Facebook parent company Meta has also been spending more on its AI programs in recent months to bolster its metaverse ambitions and has redesigned its data center design plans to support AI workloads.

Company executives highlighted these points during Meta’s earnings call on Wednesday: “The two main technology waves driving our roadmap are AI today and the Metaverse longer term,” said CEO and founder Mark Zuckerberg. CFO Susan Lee added that in the long term, the company is “significantly investing in artificial intelligence” to improve its privacy features.

Meta is also signaling that there will be more focus on AI in the coming months as the company looks to optimize the performance of Reels, its Facebook and Instagram short video feature that has so far failed to replicate the success of similar offerings from competing apps. like TikTok.

launch threat

But the big tech companies opposed to OpenAI, and the many other startups working on artificial intelligence and its growing list of applications, may face an inherent downside: Big tech can be too big.

According to Clayton Christensen, the late Harvard economist and business consultant who literally wrote a book on disruptive innovation, disruptive technological developments, such as great advances in artificial intelligence, come much easier to more agile startups than to large companies weighed down by bureaucracy. once. Christensen argued in his work that large companies tend to be less successful at innovating, given the need to maintain their established business.
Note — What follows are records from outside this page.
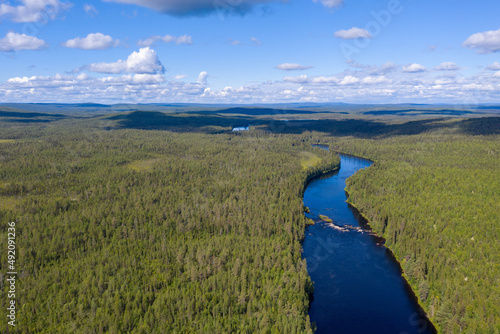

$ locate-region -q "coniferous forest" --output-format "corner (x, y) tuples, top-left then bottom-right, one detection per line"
(0, 110), (500, 334)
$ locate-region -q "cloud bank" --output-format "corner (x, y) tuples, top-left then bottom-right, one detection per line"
(335, 27), (373, 39)
(62, 32), (120, 50)
(276, 63), (313, 71)
(104, 0), (282, 16)
(84, 47), (165, 74)
(463, 29), (500, 54)
(0, 32), (48, 52)
(0, 0), (71, 23)
(137, 35), (193, 46)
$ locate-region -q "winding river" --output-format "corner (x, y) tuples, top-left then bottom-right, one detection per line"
(303, 151), (435, 334)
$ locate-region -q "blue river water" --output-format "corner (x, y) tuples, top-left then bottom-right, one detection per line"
(303, 152), (436, 334)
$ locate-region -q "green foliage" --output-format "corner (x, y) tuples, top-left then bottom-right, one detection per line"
(331, 129), (500, 334)
(0, 124), (339, 333)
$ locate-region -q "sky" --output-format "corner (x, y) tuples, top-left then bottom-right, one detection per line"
(0, 0), (500, 105)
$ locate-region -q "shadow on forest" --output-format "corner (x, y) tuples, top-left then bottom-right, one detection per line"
(106, 111), (256, 133)
(363, 109), (474, 116)
(0, 110), (67, 119)
(0, 110), (68, 123)
(107, 111), (500, 138)
(267, 117), (500, 138)
(197, 107), (317, 116)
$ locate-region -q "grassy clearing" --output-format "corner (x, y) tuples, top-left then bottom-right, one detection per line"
(300, 151), (321, 169)
(127, 158), (160, 172)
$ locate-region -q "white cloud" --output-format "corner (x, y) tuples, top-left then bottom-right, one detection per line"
(0, 0), (71, 23)
(486, 61), (500, 71)
(283, 75), (309, 83)
(62, 32), (120, 50)
(104, 0), (282, 16)
(0, 58), (500, 105)
(463, 29), (500, 54)
(0, 32), (47, 52)
(197, 72), (208, 85)
(83, 3), (99, 17)
(313, 0), (344, 8)
(434, 61), (460, 71)
(312, 75), (340, 84)
(276, 63), (312, 71)
(339, 75), (359, 85)
(137, 35), (193, 46)
(403, 64), (426, 73)
(85, 48), (165, 74)
(335, 27), (373, 39)
(250, 37), (262, 46)
(361, 75), (391, 85)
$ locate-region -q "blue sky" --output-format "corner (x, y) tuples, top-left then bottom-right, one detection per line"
(0, 0), (500, 105)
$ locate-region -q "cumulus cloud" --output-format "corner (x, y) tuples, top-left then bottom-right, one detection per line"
(0, 58), (500, 104)
(463, 29), (500, 54)
(0, 32), (47, 52)
(283, 75), (309, 83)
(0, 0), (71, 23)
(85, 47), (165, 74)
(403, 64), (426, 73)
(313, 0), (344, 8)
(486, 61), (500, 71)
(137, 35), (193, 46)
(250, 37), (262, 46)
(83, 3), (99, 17)
(276, 63), (313, 71)
(197, 72), (208, 85)
(104, 0), (282, 16)
(434, 61), (460, 71)
(62, 32), (120, 50)
(339, 75), (359, 85)
(335, 27), (373, 39)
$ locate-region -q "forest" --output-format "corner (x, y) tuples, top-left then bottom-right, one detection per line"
(0, 109), (500, 334)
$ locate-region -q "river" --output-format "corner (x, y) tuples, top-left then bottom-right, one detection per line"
(303, 151), (435, 334)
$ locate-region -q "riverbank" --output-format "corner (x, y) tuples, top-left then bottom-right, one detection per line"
(303, 149), (435, 334)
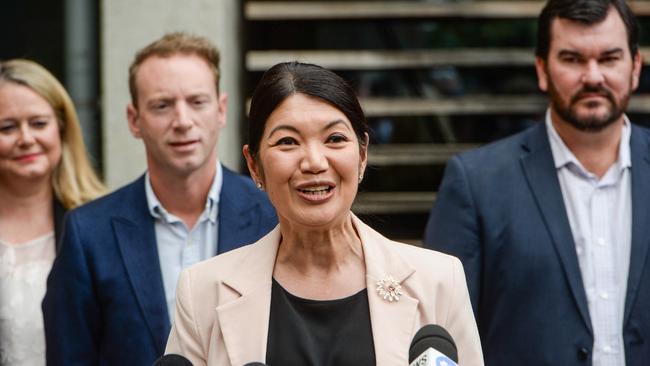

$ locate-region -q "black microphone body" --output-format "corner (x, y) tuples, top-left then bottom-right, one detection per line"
(152, 353), (192, 366)
(409, 324), (458, 365)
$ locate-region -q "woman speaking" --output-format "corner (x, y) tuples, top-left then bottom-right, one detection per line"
(166, 62), (483, 366)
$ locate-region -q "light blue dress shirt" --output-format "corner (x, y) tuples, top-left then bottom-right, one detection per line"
(145, 162), (223, 322)
(546, 112), (632, 366)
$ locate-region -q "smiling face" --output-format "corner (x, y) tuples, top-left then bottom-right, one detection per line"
(127, 54), (226, 176)
(244, 94), (367, 228)
(536, 8), (641, 132)
(0, 82), (61, 183)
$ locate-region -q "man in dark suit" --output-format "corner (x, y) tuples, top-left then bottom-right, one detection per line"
(424, 0), (650, 366)
(43, 33), (277, 366)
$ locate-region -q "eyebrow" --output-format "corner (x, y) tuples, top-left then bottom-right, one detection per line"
(558, 47), (623, 57)
(0, 113), (55, 122)
(267, 119), (350, 138)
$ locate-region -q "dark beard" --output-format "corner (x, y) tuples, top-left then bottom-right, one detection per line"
(548, 79), (630, 132)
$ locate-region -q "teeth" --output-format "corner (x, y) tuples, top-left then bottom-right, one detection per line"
(301, 186), (330, 194)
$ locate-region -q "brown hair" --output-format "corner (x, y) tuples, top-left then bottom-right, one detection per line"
(129, 32), (219, 108)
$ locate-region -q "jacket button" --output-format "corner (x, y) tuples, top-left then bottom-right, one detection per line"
(578, 347), (589, 361)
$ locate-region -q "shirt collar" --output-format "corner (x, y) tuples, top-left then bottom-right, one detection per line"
(144, 161), (223, 223)
(545, 108), (632, 171)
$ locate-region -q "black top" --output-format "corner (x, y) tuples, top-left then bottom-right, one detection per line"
(266, 279), (375, 366)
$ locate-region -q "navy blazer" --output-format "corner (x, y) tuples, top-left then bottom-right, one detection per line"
(43, 168), (277, 366)
(424, 123), (650, 366)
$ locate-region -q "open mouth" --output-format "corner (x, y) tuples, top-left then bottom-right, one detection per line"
(299, 186), (334, 196)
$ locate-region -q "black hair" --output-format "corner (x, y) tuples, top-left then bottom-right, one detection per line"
(248, 61), (368, 159)
(535, 0), (639, 59)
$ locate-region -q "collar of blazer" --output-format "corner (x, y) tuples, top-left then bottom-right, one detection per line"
(212, 215), (419, 365)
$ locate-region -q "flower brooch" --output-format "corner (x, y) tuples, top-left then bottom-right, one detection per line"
(377, 276), (403, 302)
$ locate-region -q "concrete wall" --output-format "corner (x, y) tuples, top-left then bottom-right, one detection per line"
(100, 0), (243, 189)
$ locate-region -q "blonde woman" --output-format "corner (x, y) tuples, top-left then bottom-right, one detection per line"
(0, 59), (104, 365)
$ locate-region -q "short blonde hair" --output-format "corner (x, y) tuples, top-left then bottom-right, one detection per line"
(129, 32), (220, 108)
(0, 59), (106, 209)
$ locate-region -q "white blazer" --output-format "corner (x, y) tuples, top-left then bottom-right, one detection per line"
(165, 215), (483, 366)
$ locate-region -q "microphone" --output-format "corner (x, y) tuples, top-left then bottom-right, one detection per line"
(152, 353), (192, 366)
(409, 324), (458, 366)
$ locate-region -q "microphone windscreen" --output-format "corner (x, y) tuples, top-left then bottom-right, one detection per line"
(409, 324), (458, 363)
(153, 353), (192, 366)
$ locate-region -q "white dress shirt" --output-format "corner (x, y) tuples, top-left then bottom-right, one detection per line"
(546, 112), (632, 366)
(145, 162), (223, 322)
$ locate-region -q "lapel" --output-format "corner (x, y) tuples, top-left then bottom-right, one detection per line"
(352, 215), (419, 366)
(623, 124), (650, 325)
(217, 167), (260, 254)
(214, 227), (281, 365)
(521, 123), (592, 332)
(111, 176), (170, 354)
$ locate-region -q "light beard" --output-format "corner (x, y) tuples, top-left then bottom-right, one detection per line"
(548, 79), (631, 132)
“In fact, one of the bittersweet results of success is that as companies get bigger, they lose their ability to enter small emerging markets,” Christensen wrote in a 2000 Harvard Business Review article. “So the reason big companies often turn down emerging markets is because smaller, disruptive companies are actually more capable of pursuing them.”

For companies like Alphabet and Meta, the disruptive power of AI could be the same problem. From a technological standpoint, Google’s and ChatGPT’s language models have “much more similarities than differences,” UBS researchers write in a report this week. But that doesn’t mean Google can get rid of bureaucratic hurdles just as easily.

Last month, Google released an update on its AI work that reaffirmed its commitment to advancing the technology, but while the UBS report praised the company’s work, it cautioned Google against trying to go its own way.

“Reading this post, one gets the impression that the company is grappling with multiple institutional hurdles at a time when tectonic shifts may be taking place in technology,” the researchers wrote.

Companies like Alphabet and Meta may have more resources than OpenAI, but there’s a good reason why the startup was able to successfully bring its product to the public ahead of any of the industry’s heavyweights, who are now in danger of being left behind.